Introducción a la guerra civil (1861–1865)

Durante décadas, el tema de la esclavitud amenazó con empujar a los incipientes Estados Unidos a un violento conflicto interno. A medida que se expandían las fronteras del país, aumentaban las tensiones. Cada nueva adición territorial a la nación traía consigo la pregunta: ¿Se permitirá o prohibirá la esclavitud aquí? Los compromisos legales impidieron que la controversia se desbordara durante un tiempo, pero a fines de la década de 1850, las pasiones eran altas en ambos lados de la línea Mason-Dixon. Aún así, se mantuvo una cautelosa paz. El país parecía contener la respiración.

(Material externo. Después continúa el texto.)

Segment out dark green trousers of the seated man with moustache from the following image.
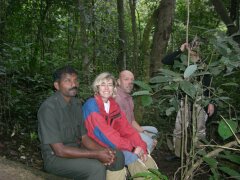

En 1859, el abolicionista militante John Brown decidió que había llegado el momento de emprender acciones decisivas para acabar con la institución de la esclavitud. Con un puñado de seguidores, incluidos sus hijos, Brown organizó una redada en la armería federal en Harper's Ferry, Virginia Occidental, con la esperanza de comenzar una insurrección armada de esclavos. Fue capturado en el intento por las fuerzas dirigidas por el futuro héroe de guerra confederado Robert E. Lee, que entonces servía en el ejército de los EE. UU. Las reacciones a la hazaña de John Brown se dividieron a lo largo de líneas geográficas, dividiendo aún más al país. Los del norte, aunque preocupados por las tácticas violentas de Brown, se inclinaban a pensar en él como un héroe con una causa noble. Los esclavos lo exaltaron como mártir y libertador. Los sureños blancos, por otro lado, vieron la redada como un acto de agresión del norte.

Aunque Brown fue juzgado y ahorcado, a los sureños les preocupaba que el gobierno federal no los protegiera de nuevas agresiones por parte de los abolicionistas o, peor aún, que apoyara tácitamente la causa de los abolicionistas. Un año después de la captura de John Brown, Abraham Lincoln fue elegido presidente y los estados del sur comenzaron a separarse de la Unión. El 9 de enero de 1861, se realizaron los primeros disparos de la Guerra Civil en Fort Sumter, Carolina del Sur. En febrero de 1861, se formaron los Estados Confederados de América, con Jefferson Davis como presidente.

La Guerra Civil estadounidense se cobró más de 600,000 vidas, matando a más estadounidenses que todas las demás guerras estadounidenses combinadas hasta esa fecha. El Sur estuvo condenado casi desde el principio: el Norte lo superaba en número, y los estados del norte albergaban el poder industrial de la nación. El Sur tuvo el beneficio de excelentes oficiales que lograron una serie de victorias ejecutadas audazmente en los primeros años de la guerra. Sin embargo, a medida que avanzaban los combates y el control del ejército de la Unión quedaba en manos del general Ulysses S. Grant, prevalecían la ventaja numérica y el poder industrial del Norte. El general Lee se rindió al general Grant el 9 de abril de 1865. Todos los combates terminaron poco después.

La confusión, sin embargo, estaba lejos de terminar. El país se reunió, pero el Sur estaba en ruinas. Los esclavos eran libres, pero su estado era incierto. La bala de un asesino se cobró la vida del presidente Lincoln pocos días después de la rendición de Lee, robando a la nación su liderazgo sabio y generoso. Así cojeando, Estados Unidos comenzó a abrirse paso a tientas a través de un período doloroso y tumultuoso conocido como Reconstrucción.